Monday, August 15, 2011

Exchange Rates for Study Abroad

Students heading back to school amid a slumping economy and a downgraded national debt rating need only two words to get their outlook and finances back on track: semester abroad. Students considering skipping the country for a semester face some tough choices, but could make out on the deal if they choose their destination wisely. Retail sales rose 0.5% from June to July, while July sales were up 8.5% from the same month last year, according to the Census Bureau, but consumer confidence tanked to a three-decade low around the same time. This doesn't paint such a rosy picture at home, but students headed abroad may also be in for some sticker shock as soon as their visas are stamped. Paul Watson, senior vice president for the American Institute for Foreign Study based in Stamford, Conn., says many of the 5,000 students enrolled in his program's academic year, semester and summer programs gravitate toward the United Kingdom, Australia and New Zealand when they're not up for learning a language or to Italy,Germany, Spain and France when they dream of romance languages and Eurail trips.

The problem is that all of these locations are fairly costly for students looking to convert their weak, wilting dollars into traveling money. The value of one British pound is up to roughly $1.63, which quickly turns a wad of American bills into the U.K. equivalent of a change purse.

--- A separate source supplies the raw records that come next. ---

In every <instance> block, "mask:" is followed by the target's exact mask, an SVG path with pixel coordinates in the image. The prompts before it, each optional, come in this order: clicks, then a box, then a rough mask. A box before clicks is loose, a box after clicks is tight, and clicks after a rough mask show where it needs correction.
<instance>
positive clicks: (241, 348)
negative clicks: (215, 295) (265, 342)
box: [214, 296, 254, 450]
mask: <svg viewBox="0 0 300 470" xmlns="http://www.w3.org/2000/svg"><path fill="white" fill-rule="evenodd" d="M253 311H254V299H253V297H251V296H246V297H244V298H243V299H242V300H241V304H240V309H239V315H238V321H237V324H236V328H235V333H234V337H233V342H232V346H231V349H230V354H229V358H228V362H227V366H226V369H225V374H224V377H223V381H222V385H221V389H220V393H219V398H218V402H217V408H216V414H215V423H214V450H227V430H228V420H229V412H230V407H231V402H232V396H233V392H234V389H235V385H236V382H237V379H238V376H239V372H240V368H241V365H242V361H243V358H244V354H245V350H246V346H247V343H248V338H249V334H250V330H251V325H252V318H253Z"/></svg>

Economic upheaval and debt crises in many of its own nations hasn't prevented the euro from providing only a slightly deeper discount from the sterling at $1.42. America's study-abroad slackers shouldn't expect much love during trips north, either, as the dollar amounts to only 99 Canadian cents these days.Despite the fact that the decline in value of the dollar has impacted the cost of studying in the traditional and most popular destinations in Europe, the cost of study abroad has remained very stable, while the cost of higher education in the U.S. continues to increase dramatically, outpacing and often at double the rate of inflation,Watson says.For students attending private colleges, study abroad is comparable to the cost of staying on campus, and in many cases it can be lower.